О. Леонид первый кинулся к Ване.

- Ну что?.. Как?.. Скажите, как?.. Ах, какой случай!..

И Синеоков, умолкший вдруг, и Хаджи, и Дейнека, - все столпились около Вани с виноватыми почему-то лицами.

- Отец... я думаю... ничего уж теперь... Отошел, - пробасил Ваня.

И Синеоков ему тут же:

- Я завтра же попрошу доктора, чтобы этого выкинуть вон!

- И я!.. И я тоже!.. Присоединяюсь!.. - тщательно выговорили о. Леонид, Дейнека и Карасек, точно Ваня и был доктор.

- Перед вашим батюшкой нам бы следовало извинить-ся! - протянул Хаджи, и тут же остальные:

- Непременно!.. Конечно, извиниться!

Но махнул Ваня шляпой, которую держал в руке:

- Что вы!.. Извиниться!.. И не думайте даже!.. Да и в чем именно вам-то извиняться?..

И тут же поспешно:

- А он... этот... где же?

- Иртышов?.. Здесь!

И услужливо открыли перед ним комнату Иртышова и столпились около двери, может быть ожидая с тайным интересом, как этот Сампсон без ослиной челюсти обойдется сейчас с рыжим "филистимлянином".

Но Ваня перед наседавшими пятью, улыбаясь неверно и бормоча неловко: "Наедине, господа, нам надо... Уж вы... подождите пока..." - затворил плотно за собою дверь и, чтобы не смущать Иртышова, оглядевшись, мирно уселся на стул и внимательно посмотрел на него, добродушно и с явным любопытством.

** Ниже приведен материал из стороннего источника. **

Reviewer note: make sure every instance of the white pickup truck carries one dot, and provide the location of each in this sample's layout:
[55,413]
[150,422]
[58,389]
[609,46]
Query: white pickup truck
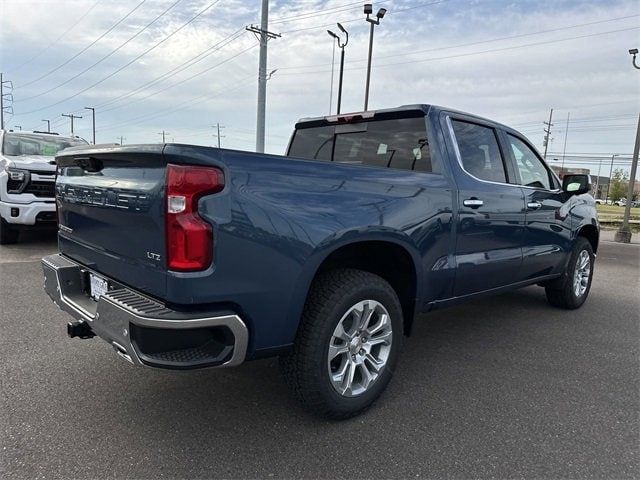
[27,180]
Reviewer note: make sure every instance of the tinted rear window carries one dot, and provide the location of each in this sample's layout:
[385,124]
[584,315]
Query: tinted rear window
[397,143]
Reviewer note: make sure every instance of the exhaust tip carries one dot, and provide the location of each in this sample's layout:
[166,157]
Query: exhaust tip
[80,329]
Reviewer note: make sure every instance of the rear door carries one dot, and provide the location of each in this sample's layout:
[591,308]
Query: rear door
[548,228]
[491,215]
[111,213]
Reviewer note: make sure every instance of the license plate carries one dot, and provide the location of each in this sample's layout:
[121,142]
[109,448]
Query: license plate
[99,286]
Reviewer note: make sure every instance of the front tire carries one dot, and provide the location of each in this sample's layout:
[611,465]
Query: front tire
[572,289]
[8,235]
[347,345]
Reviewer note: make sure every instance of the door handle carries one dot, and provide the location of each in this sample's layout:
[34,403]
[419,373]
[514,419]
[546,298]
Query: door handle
[473,203]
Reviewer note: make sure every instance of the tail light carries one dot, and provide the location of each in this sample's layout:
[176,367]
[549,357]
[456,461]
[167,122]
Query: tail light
[189,238]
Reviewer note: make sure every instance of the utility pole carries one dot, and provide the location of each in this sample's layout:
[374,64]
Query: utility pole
[564,149]
[368,10]
[93,115]
[264,35]
[624,234]
[3,97]
[610,174]
[217,126]
[71,116]
[547,133]
[598,178]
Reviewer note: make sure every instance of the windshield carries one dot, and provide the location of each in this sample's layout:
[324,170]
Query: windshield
[34,144]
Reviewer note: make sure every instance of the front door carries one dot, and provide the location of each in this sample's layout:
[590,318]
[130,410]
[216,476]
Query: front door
[491,215]
[548,228]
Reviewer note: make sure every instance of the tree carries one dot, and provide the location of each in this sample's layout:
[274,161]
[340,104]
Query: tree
[619,184]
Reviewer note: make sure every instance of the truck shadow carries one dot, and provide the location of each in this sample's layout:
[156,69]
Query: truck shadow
[456,380]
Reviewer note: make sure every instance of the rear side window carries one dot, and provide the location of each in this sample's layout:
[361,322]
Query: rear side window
[479,151]
[532,171]
[397,143]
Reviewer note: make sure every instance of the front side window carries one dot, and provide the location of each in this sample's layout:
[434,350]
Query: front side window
[16,144]
[479,151]
[397,143]
[532,171]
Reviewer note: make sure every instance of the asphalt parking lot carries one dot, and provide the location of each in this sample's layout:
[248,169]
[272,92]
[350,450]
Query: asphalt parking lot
[503,387]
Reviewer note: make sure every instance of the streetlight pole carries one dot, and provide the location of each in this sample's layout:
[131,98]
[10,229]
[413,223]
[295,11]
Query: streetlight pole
[368,10]
[93,117]
[624,234]
[333,64]
[633,52]
[341,45]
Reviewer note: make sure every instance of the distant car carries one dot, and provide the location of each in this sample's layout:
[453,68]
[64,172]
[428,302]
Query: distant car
[27,176]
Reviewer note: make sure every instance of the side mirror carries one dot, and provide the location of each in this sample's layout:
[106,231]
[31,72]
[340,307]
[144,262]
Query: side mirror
[576,184]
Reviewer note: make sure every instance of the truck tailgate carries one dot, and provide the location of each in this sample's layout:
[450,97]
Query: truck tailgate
[111,213]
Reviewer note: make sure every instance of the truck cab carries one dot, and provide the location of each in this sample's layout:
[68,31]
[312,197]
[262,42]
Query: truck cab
[27,180]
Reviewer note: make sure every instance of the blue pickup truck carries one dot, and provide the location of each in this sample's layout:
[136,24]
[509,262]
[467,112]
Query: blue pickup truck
[184,257]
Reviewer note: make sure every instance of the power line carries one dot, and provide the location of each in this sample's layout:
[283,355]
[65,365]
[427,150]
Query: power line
[85,48]
[470,44]
[192,19]
[493,50]
[180,106]
[174,72]
[186,79]
[112,52]
[60,37]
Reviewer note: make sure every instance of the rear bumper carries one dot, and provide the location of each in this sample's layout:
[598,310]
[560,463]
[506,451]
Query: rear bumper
[144,331]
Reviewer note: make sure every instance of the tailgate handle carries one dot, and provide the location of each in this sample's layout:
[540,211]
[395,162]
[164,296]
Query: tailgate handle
[89,164]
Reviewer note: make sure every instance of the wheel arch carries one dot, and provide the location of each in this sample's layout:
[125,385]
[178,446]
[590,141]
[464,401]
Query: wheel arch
[591,233]
[393,259]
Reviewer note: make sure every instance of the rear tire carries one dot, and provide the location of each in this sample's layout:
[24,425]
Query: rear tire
[572,289]
[8,234]
[347,345]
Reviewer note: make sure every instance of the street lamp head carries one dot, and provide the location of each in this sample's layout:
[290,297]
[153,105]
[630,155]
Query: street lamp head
[332,34]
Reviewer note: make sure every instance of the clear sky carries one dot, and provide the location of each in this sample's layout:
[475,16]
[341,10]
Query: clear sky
[184,65]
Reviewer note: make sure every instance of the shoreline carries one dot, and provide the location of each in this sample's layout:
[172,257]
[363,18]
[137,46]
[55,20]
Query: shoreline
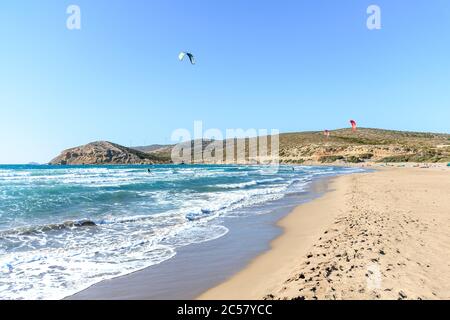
[307,260]
[198,267]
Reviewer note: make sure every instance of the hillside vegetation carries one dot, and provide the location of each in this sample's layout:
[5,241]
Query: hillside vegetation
[342,146]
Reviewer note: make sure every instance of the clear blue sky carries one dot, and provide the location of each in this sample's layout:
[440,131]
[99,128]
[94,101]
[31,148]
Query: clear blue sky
[290,65]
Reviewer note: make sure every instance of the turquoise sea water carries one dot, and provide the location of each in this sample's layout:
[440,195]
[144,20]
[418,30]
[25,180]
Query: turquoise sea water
[64,228]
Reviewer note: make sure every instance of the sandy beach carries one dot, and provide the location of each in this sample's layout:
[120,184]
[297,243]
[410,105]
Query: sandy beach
[378,235]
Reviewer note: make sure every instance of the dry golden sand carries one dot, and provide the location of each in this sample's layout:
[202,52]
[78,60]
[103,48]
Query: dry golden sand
[380,235]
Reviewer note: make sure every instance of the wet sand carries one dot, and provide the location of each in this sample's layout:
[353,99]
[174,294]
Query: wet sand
[379,235]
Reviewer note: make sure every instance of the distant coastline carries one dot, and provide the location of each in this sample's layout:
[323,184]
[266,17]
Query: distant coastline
[339,147]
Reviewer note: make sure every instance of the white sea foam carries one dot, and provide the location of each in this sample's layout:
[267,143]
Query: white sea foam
[141,219]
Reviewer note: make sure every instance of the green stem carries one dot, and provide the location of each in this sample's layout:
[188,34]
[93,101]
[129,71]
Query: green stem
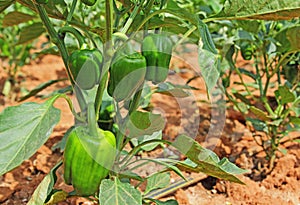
[92,119]
[131,18]
[61,47]
[108,52]
[135,101]
[73,31]
[70,14]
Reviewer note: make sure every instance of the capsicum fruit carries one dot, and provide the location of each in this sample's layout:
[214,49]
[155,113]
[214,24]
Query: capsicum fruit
[41,1]
[89,2]
[127,74]
[88,159]
[86,66]
[157,49]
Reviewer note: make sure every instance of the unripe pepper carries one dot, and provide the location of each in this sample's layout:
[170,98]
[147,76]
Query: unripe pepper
[157,49]
[88,159]
[89,2]
[86,66]
[247,51]
[127,74]
[41,1]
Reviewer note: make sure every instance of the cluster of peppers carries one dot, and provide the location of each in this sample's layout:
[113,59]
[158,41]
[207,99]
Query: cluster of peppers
[89,155]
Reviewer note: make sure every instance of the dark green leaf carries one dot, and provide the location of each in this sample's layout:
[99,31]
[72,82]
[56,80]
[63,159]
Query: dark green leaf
[52,8]
[4,4]
[145,138]
[258,124]
[31,32]
[173,90]
[156,181]
[15,18]
[248,73]
[285,95]
[118,193]
[168,202]
[209,67]
[260,9]
[40,88]
[23,130]
[259,113]
[44,190]
[206,161]
[144,123]
[293,35]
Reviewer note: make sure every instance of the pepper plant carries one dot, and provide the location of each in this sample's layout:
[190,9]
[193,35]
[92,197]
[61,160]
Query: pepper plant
[270,99]
[128,44]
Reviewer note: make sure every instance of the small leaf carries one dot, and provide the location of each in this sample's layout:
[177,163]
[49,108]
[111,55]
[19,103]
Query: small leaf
[209,67]
[4,4]
[285,95]
[15,18]
[40,88]
[173,90]
[118,193]
[44,189]
[145,138]
[31,32]
[258,124]
[144,123]
[168,202]
[295,120]
[293,35]
[259,113]
[206,161]
[260,9]
[157,181]
[23,130]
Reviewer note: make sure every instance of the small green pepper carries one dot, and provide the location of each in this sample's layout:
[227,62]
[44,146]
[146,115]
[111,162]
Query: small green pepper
[157,49]
[127,74]
[88,159]
[86,66]
[89,2]
[41,1]
[247,51]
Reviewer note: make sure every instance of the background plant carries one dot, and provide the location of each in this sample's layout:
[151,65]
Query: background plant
[118,22]
[268,88]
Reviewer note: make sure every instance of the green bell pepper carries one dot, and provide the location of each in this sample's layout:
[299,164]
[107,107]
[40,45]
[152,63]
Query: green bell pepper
[157,49]
[86,66]
[89,2]
[127,74]
[88,159]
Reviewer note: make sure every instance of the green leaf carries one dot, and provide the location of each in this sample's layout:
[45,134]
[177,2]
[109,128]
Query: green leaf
[168,202]
[40,87]
[15,18]
[157,181]
[23,130]
[295,120]
[209,67]
[285,95]
[206,38]
[31,32]
[55,8]
[170,89]
[145,138]
[260,9]
[118,193]
[206,161]
[259,113]
[144,123]
[4,4]
[258,124]
[44,190]
[293,35]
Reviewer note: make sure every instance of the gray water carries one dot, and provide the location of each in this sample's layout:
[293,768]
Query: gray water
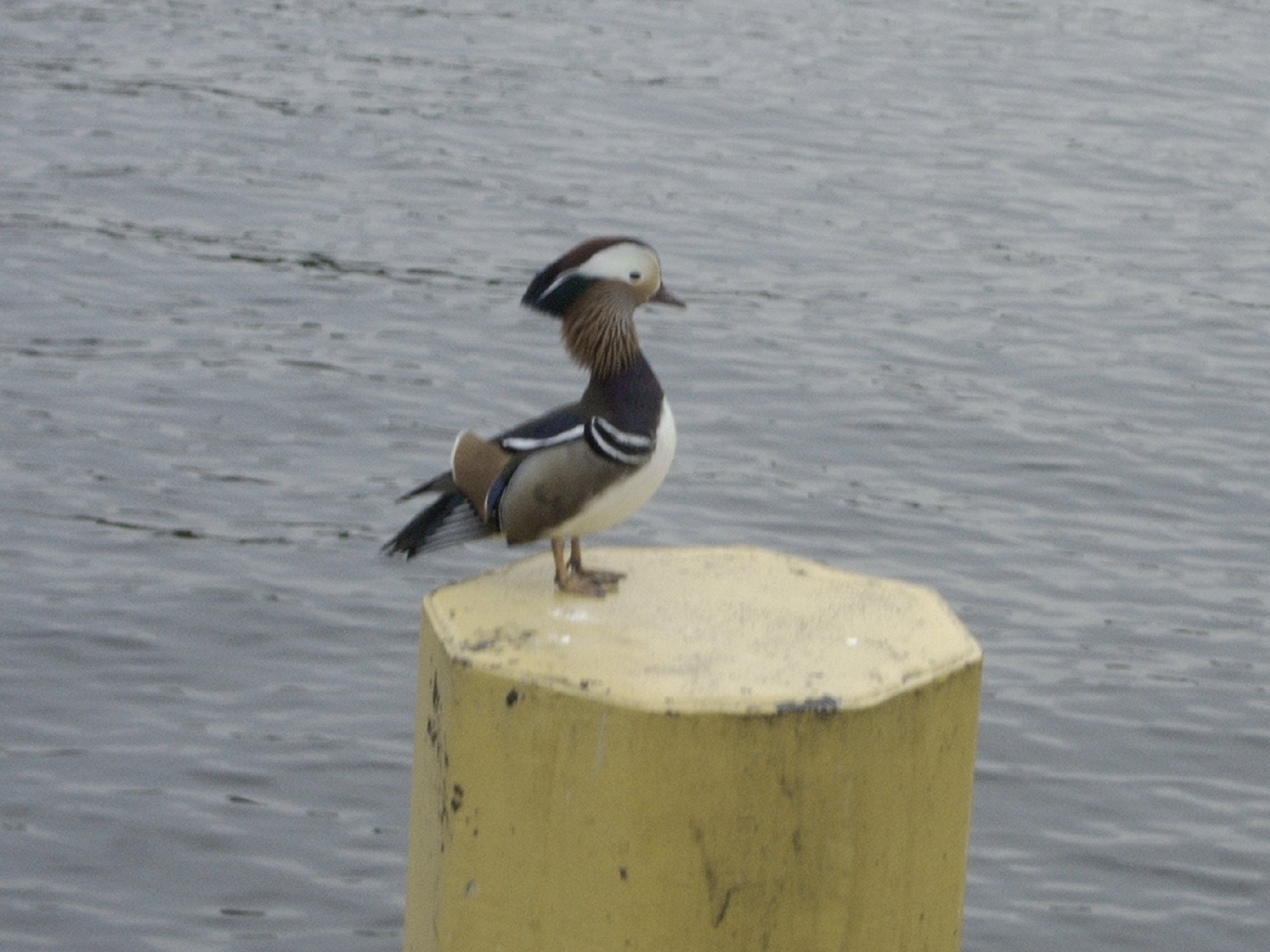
[978,298]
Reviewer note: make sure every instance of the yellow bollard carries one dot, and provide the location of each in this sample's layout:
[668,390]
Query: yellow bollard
[738,751]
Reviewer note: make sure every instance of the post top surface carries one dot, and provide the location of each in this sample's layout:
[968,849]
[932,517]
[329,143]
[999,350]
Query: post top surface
[728,629]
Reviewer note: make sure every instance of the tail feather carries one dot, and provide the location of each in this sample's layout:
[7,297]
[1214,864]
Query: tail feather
[444,483]
[447,522]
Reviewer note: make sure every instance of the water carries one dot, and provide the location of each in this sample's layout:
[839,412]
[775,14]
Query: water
[978,300]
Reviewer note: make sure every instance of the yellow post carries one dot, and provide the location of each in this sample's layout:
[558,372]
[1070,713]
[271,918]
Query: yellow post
[738,751]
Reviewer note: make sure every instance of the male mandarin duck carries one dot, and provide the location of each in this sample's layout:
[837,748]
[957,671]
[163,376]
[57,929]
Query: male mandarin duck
[579,469]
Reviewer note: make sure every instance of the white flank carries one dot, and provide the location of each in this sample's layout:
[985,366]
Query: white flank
[517,445]
[627,497]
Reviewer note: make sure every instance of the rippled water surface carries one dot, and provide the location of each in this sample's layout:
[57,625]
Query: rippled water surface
[978,298]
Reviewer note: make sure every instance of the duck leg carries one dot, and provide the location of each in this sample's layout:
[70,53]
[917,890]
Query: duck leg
[572,582]
[605,578]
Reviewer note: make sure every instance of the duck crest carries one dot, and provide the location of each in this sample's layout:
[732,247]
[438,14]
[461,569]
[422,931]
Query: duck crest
[556,289]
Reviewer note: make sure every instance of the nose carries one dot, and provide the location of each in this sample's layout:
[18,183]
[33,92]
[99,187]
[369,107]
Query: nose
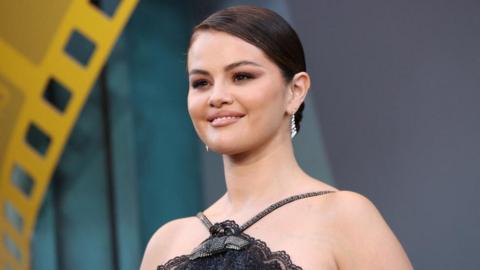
[220,96]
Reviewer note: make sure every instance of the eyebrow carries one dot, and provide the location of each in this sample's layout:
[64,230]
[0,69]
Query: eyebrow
[226,68]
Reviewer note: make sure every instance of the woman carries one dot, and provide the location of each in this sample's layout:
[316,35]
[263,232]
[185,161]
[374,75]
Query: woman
[248,82]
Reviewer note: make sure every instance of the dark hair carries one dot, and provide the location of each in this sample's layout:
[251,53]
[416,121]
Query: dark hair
[266,30]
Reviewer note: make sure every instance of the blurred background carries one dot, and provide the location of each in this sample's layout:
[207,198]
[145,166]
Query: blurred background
[392,114]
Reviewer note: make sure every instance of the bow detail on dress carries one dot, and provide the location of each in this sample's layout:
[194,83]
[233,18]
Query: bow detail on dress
[224,236]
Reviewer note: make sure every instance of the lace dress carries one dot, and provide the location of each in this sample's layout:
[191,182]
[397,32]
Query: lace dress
[228,247]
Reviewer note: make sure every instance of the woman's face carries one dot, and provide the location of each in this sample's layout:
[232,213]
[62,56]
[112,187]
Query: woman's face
[237,97]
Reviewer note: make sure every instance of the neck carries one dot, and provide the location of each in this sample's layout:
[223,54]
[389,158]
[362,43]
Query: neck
[254,179]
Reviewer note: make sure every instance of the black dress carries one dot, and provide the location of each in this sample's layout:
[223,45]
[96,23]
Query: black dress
[228,247]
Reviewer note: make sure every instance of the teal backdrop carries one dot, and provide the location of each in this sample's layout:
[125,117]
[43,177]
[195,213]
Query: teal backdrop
[133,161]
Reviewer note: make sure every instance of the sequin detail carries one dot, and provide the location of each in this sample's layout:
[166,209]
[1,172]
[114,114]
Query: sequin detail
[228,247]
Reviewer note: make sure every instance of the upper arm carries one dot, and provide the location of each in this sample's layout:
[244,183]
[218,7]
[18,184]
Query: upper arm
[365,239]
[155,252]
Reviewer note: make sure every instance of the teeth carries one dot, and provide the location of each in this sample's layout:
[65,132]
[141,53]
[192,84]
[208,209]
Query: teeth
[225,117]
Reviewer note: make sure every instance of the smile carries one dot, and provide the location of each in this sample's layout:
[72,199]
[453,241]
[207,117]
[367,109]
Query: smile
[224,121]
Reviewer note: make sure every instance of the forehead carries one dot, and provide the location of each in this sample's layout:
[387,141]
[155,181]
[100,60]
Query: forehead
[217,49]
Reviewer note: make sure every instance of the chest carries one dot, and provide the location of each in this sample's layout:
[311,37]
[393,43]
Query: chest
[305,248]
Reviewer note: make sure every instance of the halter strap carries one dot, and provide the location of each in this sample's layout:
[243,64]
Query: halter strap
[267,210]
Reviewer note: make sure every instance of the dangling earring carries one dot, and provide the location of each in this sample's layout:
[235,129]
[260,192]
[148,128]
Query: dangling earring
[293,128]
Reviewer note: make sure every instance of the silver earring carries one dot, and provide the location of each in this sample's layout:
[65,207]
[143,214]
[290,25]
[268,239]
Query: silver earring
[293,128]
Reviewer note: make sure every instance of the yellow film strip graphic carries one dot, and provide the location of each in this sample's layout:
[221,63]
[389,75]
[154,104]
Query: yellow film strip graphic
[40,59]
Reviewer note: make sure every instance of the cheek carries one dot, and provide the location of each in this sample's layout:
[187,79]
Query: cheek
[267,101]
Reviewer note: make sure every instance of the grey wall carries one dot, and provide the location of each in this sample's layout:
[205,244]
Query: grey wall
[397,89]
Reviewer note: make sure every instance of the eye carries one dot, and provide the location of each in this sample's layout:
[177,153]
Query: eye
[242,76]
[199,83]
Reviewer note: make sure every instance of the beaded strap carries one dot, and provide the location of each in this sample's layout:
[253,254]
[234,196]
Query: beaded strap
[267,210]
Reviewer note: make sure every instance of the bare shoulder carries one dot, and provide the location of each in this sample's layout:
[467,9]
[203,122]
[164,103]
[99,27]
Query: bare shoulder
[365,241]
[164,242]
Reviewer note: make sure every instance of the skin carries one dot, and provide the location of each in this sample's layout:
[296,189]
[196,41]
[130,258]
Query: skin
[341,230]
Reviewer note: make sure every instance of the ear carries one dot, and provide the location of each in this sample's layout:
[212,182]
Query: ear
[298,90]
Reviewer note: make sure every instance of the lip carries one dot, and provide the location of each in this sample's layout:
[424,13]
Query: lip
[224,118]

Похоже было на то, что Иртышов хотел выскочить из комнаты стремительно, но, увидев, что Ваня сел, остановился, присмотрелся к нему пытливо и тоже сел, только не на другой стул и не на кровать, а на широкий, во всю толщину каменной стены, подоконник.

Здесь все лицо его, небольшое, заросшее до середины скул рыжим волосом и со взлизами на лбу, было в тени и казалось иззелена-серым. Спиною он уперся в ручку шпингалета, а длинными руками тут же привычно обхватил острое левое колено, и так как Ваня (так показалось ему) очень уж долго разглядывал его, не начиная говорить, то он первый не выдержал и сказал вопросительно:

- Ну?

- Ну... дело ваше, конечно, скверно! - понизил Ваня свой густой голос, чтобы не слышали за дверью.

Иртышов достал папиросу, но так как спички лежали на его койке, а слезать с подоконника ему не хотелось, то он повертел ее в руках и спросил Ваню:

- В каких смыслах скверно?.. Уж не донести ли на меня желает ваш отец?

- Едва ли! - повел головою Ваня. - До-нес-ти?.. Что вы!.. Но вот приехать сюда еще раз... это он очень может!

- Предпочтет! Вы думаете?.. Дайте спичку, если есть.

- Думаю, что предпочтет... Спички?.. Нет у меня спичек.

Иртышов легко спрыгнул с подоконника, взял с койки свой коробок, закурил и лег снова, как лежал до Вани, левую руку заложив за голову.

- Когда же именно?.. Сегодня пожалует?

Ваня добросовестно подумал:

- Сегодня едва ли... Сегодня он будет исправлять картину.

- А завтра с утра я выпишусь!.. Черт ли тут!.. Хотя тут есть кое-какие удобства, но... неважно!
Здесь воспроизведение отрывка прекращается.